Citigroup's success working from home is keeping pressure off. Corbat recently told analysts that at peak periods more than 130,000 employees have logged on without trouble.
"We're absolutely open for business, we're just working differently," he said.
The bank's experience overseas has left it wary of rushing. The firm serves clients in more than 160 countries and jurisdictions. Its leaders watched companies in parts of Asia bring back employees too quickly, only to see deadly outbreaks erupt anew. Citigroup's president, Jane Fraser, has said the bank won't necessarily reopen offices just because local authorities issue an all-clear.
"We will continue to prioritize the safety of our employees, customers and communities," she wrote in a post on LinkedIn early this month. "That may mean being more cautious than the guidance of a city, state or country."
In a presentation to Citigroup's board last week, executives outlined a strategy called "Data Not Dates." It calls for minimizing on-site staffing until the bank's own analysis of local transmission and infection rates shows it's safe to reopen.
For now, the vast majority of Wall Street employees are doing their jobs at home, often at makeshift arrays of monitors with their families in the background. While each firm will open up at its own pace, they are generally discussing similar strategies, recalling the most essential workers before bringing back others incrementally.
One scenario under discussion at Goldman Sachs would start with 20% of employees in the office, and then ramp up to 30%, 40% and 50%. For now, that's as far as the planning has gone.
JPMorgan's discussions of the elevator issue show how granular the planning can get: The bank will likely limit how many people can ride at once. In cafeterias, it may shut down buffet-style options in favor of packaged items for pickup.
The bank declined to comment on specific changes under review. "We will be implementing additional safety measures when employees return to the office," spokesman Brian Marchiony said.
Across the industry, employee sentiment about working from home has shifted dramatically. Many traders initially dreaded losing access to their offices with faster, hardwired broadband connections only to worry about returning once New York City's infections and death toll soared.
"I don't think people are necessarily going be comfortable coming back to work right away," said State Street Corp. CEO Ron O'Hanley. "They're going to want to know that they're going to be safe."
Yet surprisingly, Citigroup's offices in Hong Kong had to limit the number of people it let in when authorities began easing restrictions enacted in January, according to the senior executive. The bank assigned many to rotating groups that alternate between working at home and the office — a strategy many firms are considering for New York.

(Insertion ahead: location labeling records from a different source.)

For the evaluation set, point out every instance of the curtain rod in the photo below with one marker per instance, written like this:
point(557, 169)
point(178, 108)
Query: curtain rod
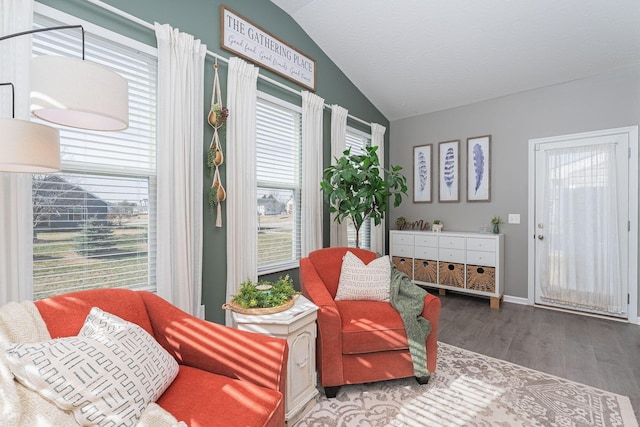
point(145, 24)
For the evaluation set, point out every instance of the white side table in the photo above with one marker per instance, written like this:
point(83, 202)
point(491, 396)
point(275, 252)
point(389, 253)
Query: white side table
point(298, 326)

Ashok Varadhan, Goldman's global co-head of trading, recently ticked off the wide range of questions the industry must tackle.
"Do people people get tested, do they get antibodies?" he said in a podcast this month. "Will everyone be wearing masks? Will we be taking people's temperature when they come in? The trading floor has historically been packed in pretty tight; call it 3 feet between people. Do we need to make it 6 feet or maybe more?"